Ein Institut, das die Erlaubnis erhalten hat, risikogewichtete Positionsbeträge und erwartete Verlustbeträge für eine bestimmte Risikopositionsklasse anhand des IRB-Ansatzes zu berechnen, kann mit vorheriger Erlaubnis der zuständigen Behörde bei einigen Risikopositionsarten innerhalb dieser Risikopositionsklasse den Standardansatz anwenden, einschließlich Risikopositionen ausländischer Zweigstellen und verschiedener Produktgruppen, wenn diese Risikopositionsarten hinsichtlich ihres Volumens und ihres wahrgenommenen Risikoprofils unwesentlich sind.

(1a) Neben den in Absatz 1 Unterabsatz 2 genannten Risikopositionen kann ein Institut mit vorheriger Erlaubnis der zuständigen Behörde auch bei den folgenden Risikopositionen den Standardansatz anwenden, wenn der IRB-Ansatz für andere Risikopositionsarten innerhalb der gleichen Risikopositionsklasse angewandt wird:

  1. Risikopositionen gegenüber Zentralstaaten und Zentralbanken der Mitgliedstaaten und ihren regionalen und lokalen Gebietskörperschaften oder Behörden und öffentlichen Stellen, wenn
    1. es zwischen Risikopositionen gegenüber diesem Zentralstaat und dieser Zentralbank und den genannten anderen Risikopositionen infolge besonderer öffentlicher Vorkehrungen keine Risikounterschiede gibt und
    2. den Risikopositionen gegenüber den Zentralstaaten und den Zentralbanken gemäß Artikel 114 Absatz 2 oder 4 ein Risikogewicht von 0 % zugewiesen wird;
  2. Risikopositionen eines Instituts gegenüber einer Gegenpartei, die sein Mutterunternehmen, sein Tochterunternehmen oder ein Tochterunternehmen seines Mutterunternehmens ist, sofern diese Gegenpartei ein Institut oder eine Finanzholdinggesellschaft, eine gemischte Finanzholdinggesellschaft, ein Finanzinstitut, eine Vermögensverwaltungsgesellschaft oder ein Anbieter von Nebendienstleistungen ist und angemessenen Aufsichtsvorschriften unterliegt oder ein verbundenes Unternehmen im Sinne des Artikels 22 Absatz 7 der Richtlinie 2013/34/EU ist;
  3. Risikopositionen zwischen Instituten, die die in Artikel 113 Absatz 7 festgelegten Anforderungen erfüllen.

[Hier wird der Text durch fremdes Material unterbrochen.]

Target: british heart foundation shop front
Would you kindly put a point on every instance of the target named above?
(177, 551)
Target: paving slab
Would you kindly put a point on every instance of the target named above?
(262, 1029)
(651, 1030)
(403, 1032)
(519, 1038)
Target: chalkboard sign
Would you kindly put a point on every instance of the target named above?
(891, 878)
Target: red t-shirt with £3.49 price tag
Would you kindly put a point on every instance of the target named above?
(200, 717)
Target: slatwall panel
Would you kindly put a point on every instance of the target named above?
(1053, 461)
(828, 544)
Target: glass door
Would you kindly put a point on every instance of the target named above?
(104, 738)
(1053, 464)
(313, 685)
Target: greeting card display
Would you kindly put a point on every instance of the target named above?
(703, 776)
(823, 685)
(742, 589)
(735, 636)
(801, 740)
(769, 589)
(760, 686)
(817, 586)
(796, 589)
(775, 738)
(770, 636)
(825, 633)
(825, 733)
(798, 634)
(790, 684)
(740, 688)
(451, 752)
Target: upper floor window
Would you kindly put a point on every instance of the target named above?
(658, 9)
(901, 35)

Ein Institut, das nur bei einigen Risikopositionsarten innerhalb einer Risikopositionsklasse die risikogewichteten Positionsbeträge anhand des IRB-Ansatzes berechnen darf, wendet auf die verbleibenden Risikopositionsarten innerhalb dieser Risikopositionsklasse den Standardansatz an.

Neben den in Absatz 1 Unterabsatz 2 des vorliegenden Artikels und im vorliegenden Absatz genannten Risikopositionen kann ein Institut auch bei Risikopositionen gegenüber Kirchen oder Religionsgemeinschaften, die die in Artikel 115 Absatz 3 festgelegten Anforderungen erfüllen, den Standardansatz anwenden.

(2) - gestrichen -

(2a) Die EBA gibt bis zum 10. Juli 2028 Leitlinien gemäß Artikel 16 der Verordnung (EU) Nr. 1093/2010 dazu heraus, was unter Risikopositionsarten, die hinsichtlich Volumen und wahrgenommenem Risikoprofil unwesentlich sind, zu verstehen ist.